In 1980, a tug such as the DELAWARE, which had another vessel in tow, was required by then-current federal navigation rules to carry certain lights. One of these rules, 33 U.S.C. § 173 (1976), provided that the tug should “in addition to her side lights” carry three bright lights not less than three feet apart in a vertical line. Section 173 also provided, by reference to 33 U.S.C. § 172(a) and (f) (1976), that these lights should be carried “on or in front of the foremast, or, if a vessel without a foremast, then in the forepart of the vessel” (§ 172(a)), or, alternatively, in the same position that the after range single light would occupy on a vessel containing only a two-white-light central range (§ 172(f)).

There is no dispute as to the lights carried by the DELAWARE on the night of the accident. The evidence as to the lights was identical on both trials; the tugmas-ter’s and Coast Guard’s descriptions of the lights, as given on the first trial, were read into evidence on the second. At the conclusion of the first trial, the district court held that “the tug was exhibiting the lights required by Article 3 of the Inland Rules [33 U.S.C. § 173] for a tug towing a barge astern, namely a white bow light, port and starboard running lights, three vertical bright white lights and an optional stern light.” This Court agreed. 717 F.2d at [374]*374754. These were not findings of fact; they were conclusions of law.
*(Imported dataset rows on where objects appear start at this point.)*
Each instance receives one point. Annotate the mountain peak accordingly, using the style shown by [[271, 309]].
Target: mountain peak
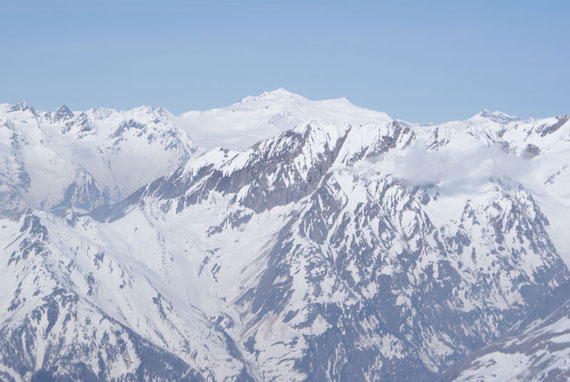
[[495, 116]]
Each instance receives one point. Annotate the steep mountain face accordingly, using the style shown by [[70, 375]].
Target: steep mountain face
[[350, 245], [538, 352]]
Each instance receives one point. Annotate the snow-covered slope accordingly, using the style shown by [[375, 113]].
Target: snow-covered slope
[[540, 351], [252, 119], [342, 245], [61, 159]]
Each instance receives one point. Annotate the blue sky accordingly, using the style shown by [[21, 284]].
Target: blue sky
[[416, 60]]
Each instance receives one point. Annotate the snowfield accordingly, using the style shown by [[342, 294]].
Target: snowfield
[[282, 239]]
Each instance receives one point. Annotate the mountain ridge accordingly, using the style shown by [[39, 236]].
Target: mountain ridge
[[364, 248]]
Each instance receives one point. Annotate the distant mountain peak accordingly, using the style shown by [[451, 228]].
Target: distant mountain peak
[[495, 116]]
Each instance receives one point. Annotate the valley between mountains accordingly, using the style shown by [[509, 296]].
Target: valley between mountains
[[282, 239]]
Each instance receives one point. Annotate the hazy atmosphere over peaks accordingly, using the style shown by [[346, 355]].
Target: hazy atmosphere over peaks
[[299, 191], [417, 60]]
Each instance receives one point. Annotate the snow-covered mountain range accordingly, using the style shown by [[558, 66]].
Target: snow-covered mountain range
[[282, 239]]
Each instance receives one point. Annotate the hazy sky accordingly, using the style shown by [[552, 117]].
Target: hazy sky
[[416, 60]]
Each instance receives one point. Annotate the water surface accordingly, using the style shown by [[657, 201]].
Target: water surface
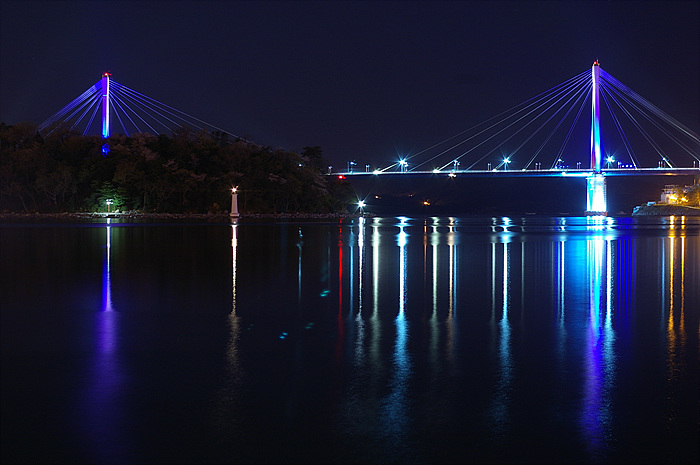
[[413, 340]]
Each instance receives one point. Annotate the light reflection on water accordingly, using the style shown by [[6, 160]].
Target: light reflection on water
[[389, 339]]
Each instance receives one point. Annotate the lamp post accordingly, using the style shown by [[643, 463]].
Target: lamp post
[[234, 203]]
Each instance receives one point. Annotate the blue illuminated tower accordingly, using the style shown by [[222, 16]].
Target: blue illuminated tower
[[596, 203], [105, 112]]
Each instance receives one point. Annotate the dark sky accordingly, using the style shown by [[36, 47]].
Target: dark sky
[[364, 80]]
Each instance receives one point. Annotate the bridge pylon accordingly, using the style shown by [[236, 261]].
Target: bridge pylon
[[596, 203]]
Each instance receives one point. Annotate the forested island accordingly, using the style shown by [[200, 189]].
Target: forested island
[[186, 172]]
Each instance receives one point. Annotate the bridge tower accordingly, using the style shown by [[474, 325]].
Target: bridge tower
[[596, 203], [105, 112]]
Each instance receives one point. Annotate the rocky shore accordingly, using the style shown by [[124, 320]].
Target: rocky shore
[[665, 210]]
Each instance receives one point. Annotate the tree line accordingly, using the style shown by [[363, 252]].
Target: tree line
[[186, 172]]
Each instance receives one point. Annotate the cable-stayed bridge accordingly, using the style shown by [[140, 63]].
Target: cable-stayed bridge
[[548, 135], [124, 108], [551, 135]]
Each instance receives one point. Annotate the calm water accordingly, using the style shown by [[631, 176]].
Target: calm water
[[364, 340]]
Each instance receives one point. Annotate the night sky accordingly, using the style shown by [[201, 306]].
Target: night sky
[[364, 80]]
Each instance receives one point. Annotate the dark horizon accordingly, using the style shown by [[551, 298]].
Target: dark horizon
[[370, 81], [504, 196]]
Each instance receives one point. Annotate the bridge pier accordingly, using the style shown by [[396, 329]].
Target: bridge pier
[[596, 202]]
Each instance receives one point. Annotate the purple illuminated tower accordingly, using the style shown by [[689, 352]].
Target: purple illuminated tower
[[105, 112], [595, 119], [105, 105]]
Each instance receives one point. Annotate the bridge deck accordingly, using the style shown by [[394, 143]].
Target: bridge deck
[[532, 173]]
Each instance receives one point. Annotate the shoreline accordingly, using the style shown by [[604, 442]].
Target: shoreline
[[176, 216], [665, 210]]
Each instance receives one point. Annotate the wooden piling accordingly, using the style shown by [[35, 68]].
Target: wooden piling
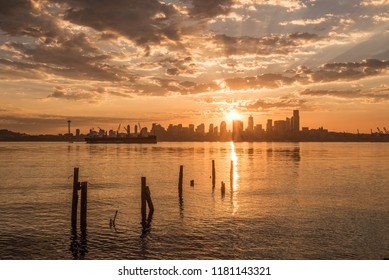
[[84, 205], [232, 173], [114, 218], [180, 180], [143, 199], [149, 201], [223, 189], [76, 186], [213, 174]]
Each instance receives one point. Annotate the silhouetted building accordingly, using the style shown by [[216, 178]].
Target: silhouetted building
[[200, 129], [191, 129], [237, 130], [296, 121], [280, 127], [269, 126], [210, 131], [250, 126], [223, 128]]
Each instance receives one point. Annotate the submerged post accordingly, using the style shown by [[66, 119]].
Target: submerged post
[[149, 201], [223, 189], [84, 205], [180, 180], [232, 173], [76, 186], [143, 199], [213, 174]]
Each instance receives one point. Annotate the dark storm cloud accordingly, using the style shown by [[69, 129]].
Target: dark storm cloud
[[267, 45], [210, 8], [143, 21]]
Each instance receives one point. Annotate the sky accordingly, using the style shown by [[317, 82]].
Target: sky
[[101, 63]]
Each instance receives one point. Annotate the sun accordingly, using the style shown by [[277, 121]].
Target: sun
[[233, 115]]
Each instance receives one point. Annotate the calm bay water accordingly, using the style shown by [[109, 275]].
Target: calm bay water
[[288, 201]]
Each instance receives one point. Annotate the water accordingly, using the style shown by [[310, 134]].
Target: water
[[288, 201]]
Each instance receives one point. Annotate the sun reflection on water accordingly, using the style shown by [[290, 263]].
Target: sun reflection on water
[[234, 178]]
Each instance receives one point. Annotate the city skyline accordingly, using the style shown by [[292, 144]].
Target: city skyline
[[174, 61]]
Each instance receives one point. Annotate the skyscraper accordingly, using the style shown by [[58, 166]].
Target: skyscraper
[[250, 127], [237, 130], [223, 128], [269, 126], [296, 121]]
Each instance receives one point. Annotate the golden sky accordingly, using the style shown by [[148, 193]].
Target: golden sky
[[103, 62]]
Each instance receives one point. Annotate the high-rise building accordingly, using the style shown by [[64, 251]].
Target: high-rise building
[[250, 127], [296, 121], [223, 128], [269, 125], [237, 130], [191, 129], [200, 129], [210, 131]]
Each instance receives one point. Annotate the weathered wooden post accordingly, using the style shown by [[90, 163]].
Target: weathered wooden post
[[76, 186], [149, 201], [180, 179], [213, 174], [143, 199], [232, 173], [84, 205]]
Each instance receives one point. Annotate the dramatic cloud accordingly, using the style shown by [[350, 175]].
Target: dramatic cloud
[[209, 9], [144, 22], [252, 54], [268, 45], [264, 105], [376, 95]]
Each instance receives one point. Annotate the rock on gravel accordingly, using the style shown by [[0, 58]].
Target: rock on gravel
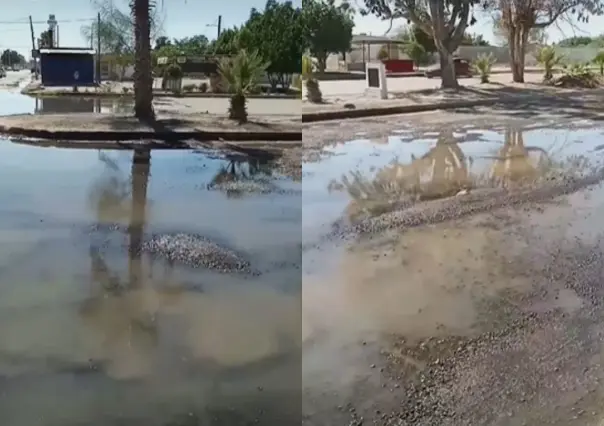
[[196, 251]]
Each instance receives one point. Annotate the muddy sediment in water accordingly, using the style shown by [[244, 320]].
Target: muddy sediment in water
[[457, 207], [196, 251]]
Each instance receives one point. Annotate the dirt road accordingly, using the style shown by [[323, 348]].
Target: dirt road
[[492, 317]]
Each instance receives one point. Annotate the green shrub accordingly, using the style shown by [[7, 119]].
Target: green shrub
[[599, 61], [483, 65], [383, 53], [549, 58], [173, 71]]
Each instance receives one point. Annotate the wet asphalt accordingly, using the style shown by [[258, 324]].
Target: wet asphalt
[[525, 346]]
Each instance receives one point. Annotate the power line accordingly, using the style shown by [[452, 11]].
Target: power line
[[62, 21]]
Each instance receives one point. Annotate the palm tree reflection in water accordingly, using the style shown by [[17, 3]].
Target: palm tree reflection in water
[[442, 171], [513, 165], [445, 170], [241, 175], [123, 314]]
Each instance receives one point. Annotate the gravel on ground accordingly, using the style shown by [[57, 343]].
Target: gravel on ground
[[534, 355]]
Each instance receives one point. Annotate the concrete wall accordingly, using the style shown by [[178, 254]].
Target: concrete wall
[[578, 54]]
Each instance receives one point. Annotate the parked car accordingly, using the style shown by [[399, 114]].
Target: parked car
[[463, 68]]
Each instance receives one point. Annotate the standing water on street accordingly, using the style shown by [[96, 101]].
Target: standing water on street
[[448, 265], [147, 288]]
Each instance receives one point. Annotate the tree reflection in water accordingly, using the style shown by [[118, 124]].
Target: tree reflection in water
[[514, 166], [445, 171], [442, 171], [123, 313], [241, 175]]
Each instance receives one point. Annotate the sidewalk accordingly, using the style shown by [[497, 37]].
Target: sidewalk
[[426, 100]]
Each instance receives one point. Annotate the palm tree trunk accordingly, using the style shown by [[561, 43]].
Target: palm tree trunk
[[143, 78], [141, 164]]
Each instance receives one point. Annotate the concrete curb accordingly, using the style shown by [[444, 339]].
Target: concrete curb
[[50, 94], [398, 109], [165, 136]]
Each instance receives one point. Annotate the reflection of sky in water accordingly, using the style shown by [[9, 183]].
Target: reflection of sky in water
[[51, 326], [321, 207]]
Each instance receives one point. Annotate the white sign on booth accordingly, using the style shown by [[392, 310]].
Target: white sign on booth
[[375, 77]]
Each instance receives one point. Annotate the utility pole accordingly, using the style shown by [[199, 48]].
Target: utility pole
[[33, 47], [98, 48], [218, 25]]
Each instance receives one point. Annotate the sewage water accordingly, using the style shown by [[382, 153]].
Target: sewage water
[[96, 331], [428, 281]]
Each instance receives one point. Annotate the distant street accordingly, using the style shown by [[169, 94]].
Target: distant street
[[14, 78]]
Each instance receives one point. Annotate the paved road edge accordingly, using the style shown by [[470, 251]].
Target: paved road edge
[[56, 94], [340, 114], [165, 136]]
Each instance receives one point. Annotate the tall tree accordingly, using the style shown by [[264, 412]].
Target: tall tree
[[141, 11], [519, 17], [445, 20], [277, 34], [115, 28], [329, 28]]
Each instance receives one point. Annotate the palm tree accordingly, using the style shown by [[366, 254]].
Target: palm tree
[[143, 67], [118, 37], [241, 75]]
When a decision turns on the meaning of words in a statute or regulation, the decision is one of law which must be made by the court. Trust of Bingham v. Commissioner, 325 U.S. 365, 371, 65 S.Ct. 1232, 1235, 89 L.Ed. 1670 (1945); Day v. Trans World Airlines, Inc., 393 F.Supp. 217, 220 (S.D.N.Y.), aff'd, 528 F.2d 31 (2d Cir.1975), cert. denied, 429 U.S. 890, 97 S.Ct. 246, 50 L.Ed.2d 172 (1976); Gaibis v. Werner Continental, Inc., 565 F.Supp. 1538, 1548 (W.D.Pa.1983). The application of a statute’s terms to undisputed facts also is a question of law. Gold Kist, Inc. v. United States, 339 F.Supp. 1249, 1255 n. 6 (N.D.Ga.1971), aff'd sub nom., ICC v. Gold Kist, Inc., 409 U.S. 808, 93 S.Ct. 106, 34 L.Ed.2d 67 (1972); United States v. Thompson, 252 F.2d 6, 9 (8th Cir.1958); see Nelson v. Montgomery Ward & Co., 312 U.S. 373, 376, 61 S.Ct. 593, 595, 85 L.Ed. 897 (1941); Dowell, Inc. v. Lyons, 238 F.2d 633, 635 (6th Cir.1956); Coleman Furniture Corp. v. Home Insurance Co., 67 F.2d 347, 351 (4th Cir.1933).

The district court’s legal conclusions concerning the tug’s compliance with Article 3, which were approved and adopted by this Court, thus became the law of the case and should have been followed by the district court on the second trial. Doe v. New York City Department of Social Services, 709 F.2d 782, 788-89 (2d Cir.), cert. denied, — U.S.-, 104 S.Ct. 195, 78 L.Ed.2d 171 (1983). Instead of adhering to this well-established rule, the district court permitted Richard Riley, a tugboat captain for the Texaco Company, to hold forth erroneously and at great length concerning the allegedly mandatory lighting requirements for a tug with tow astern on Long Island Sound. The end result was prejudicial and reversible error.

On six separate occasions, Riley, without referring to any specific rule or regulation, testified that the DELAWARE should have carried a yellow light on the stern; this, he said, was “mandatory”. He testified that, because this light was absent, a pilot in Mr. Stissi’s position “probably would be confused”. It was only after Stissi’s counsel informed the district court that Riley himself was confused about the yellow light that the district court told the jury a yellow light was unnecessary.

Assuming for the argument that Riley’s error with reference to the yellow light was cured by the court's instructions, another more egregious error concerning the forward range light never was cured.